Rectal chlamydia is an increasing public health concern as use of pre-exposure prophylaxis against HIV becomes commonplace. Optimal, evidence-based treatment is critical to halting ongoing transmission. This study will provide the first RCT evidence comparing azithromycin and doxycycline for the treatment of rectal chlamydia. The results of this trial will establish which treatment is more efficacious and inform international management guidelines.
Australian New Zealand Clinical Trials Registry ACTRN12614001125617.

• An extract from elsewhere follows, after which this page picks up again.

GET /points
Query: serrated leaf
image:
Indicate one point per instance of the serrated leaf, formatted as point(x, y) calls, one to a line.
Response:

Anogenital Chlamydia trachomatis is the most commonly diagnosed bacterial sexually transmissible infection (STI) with an estimated 131 million new cases of among 15–49 year-olds worldwide in 2012 . In countries that screen both men and women for chlamydia, men account for approximately 40% of all new diagnoses [2–5]. Although these data do not differentiate between urethral, pharyngeal or rectal infection, available prevalence data among men who have sex with men (MSM) report that rectal infection (5.6–8.2%) is more common than urethral infection (2.1–5.4%) [6–9], with the L2b serovariant indicated in Lymphogranuloma venereum (LGV) .
The widespread uptake of biomedical prevention such as pre-exposure prophylaxis (PrEP) for HIV is likely to lead to further increases in rectal chlamydia among MSM . Data from PrEP implementation studies in the US and Australia are showing an increased incidence of rectal STIs among MSM using PrEP [12–14]. The NSW PrEP Demonstration Project found an annual incidence of rectal chlamydia of 67.5%  with rates of between 33 and 48% observed in similar projects in the US [12, 13].

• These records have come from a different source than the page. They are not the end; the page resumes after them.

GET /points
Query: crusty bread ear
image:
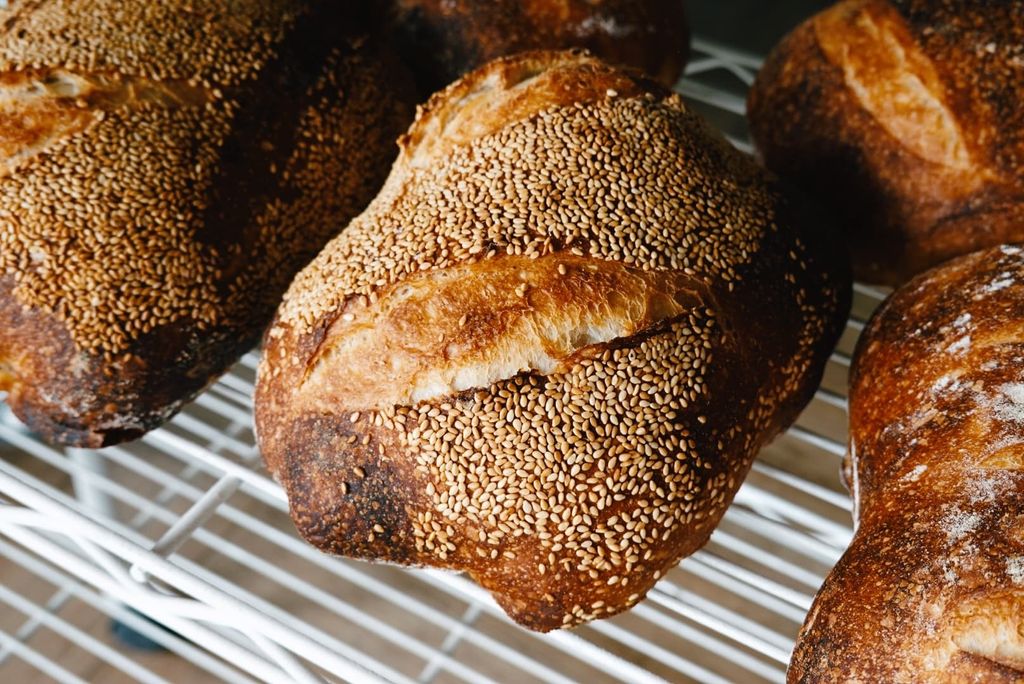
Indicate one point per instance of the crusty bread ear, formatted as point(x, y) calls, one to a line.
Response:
point(932, 587)
point(164, 172)
point(902, 118)
point(548, 351)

Current STI treatment guidelines recommend either azithromycin 1 g single dose or doxycycline 100 mg twice daily for 7 days for the treatment of rectal chlamydia [15–18]. However, there has been increasing concern about the effectiveness of azithromycin for rectal chlamydia with observational studies reporting failure rates of up to 22% [19–22].
In response to these concerns, guidelines in several countries are now recommending that rectal chlamydia infections are treated with 7 days doxycycline [15, 16, 18], rather than 1 g azithromycin as first line. However, there are potential problems adhering to a 7-day course of doxycycline which can lead to an increased risk of treatment failure .
A recent meta-analysis reported a treatment efficacy of approximately 83% for azithromycin 1 g single dose compared with 99% for doxycycline 100 mg twice daily for 7 days for rectal chlamydia infection . However, this analysis was based on observational data only with no available evidence from randomized control trials (RCTs). Given that STI rates may continue to increase among MSM and that there is increasing concern about rectal chlamydia among women [24–26], treatment for rectal chlamydia must be proven to be efficacious. A double-blind RCT is urgently needed to rigorously estimate the difference in efficacy between azithromycin and doxycycline. The results will inform treatment guidelines worldwide.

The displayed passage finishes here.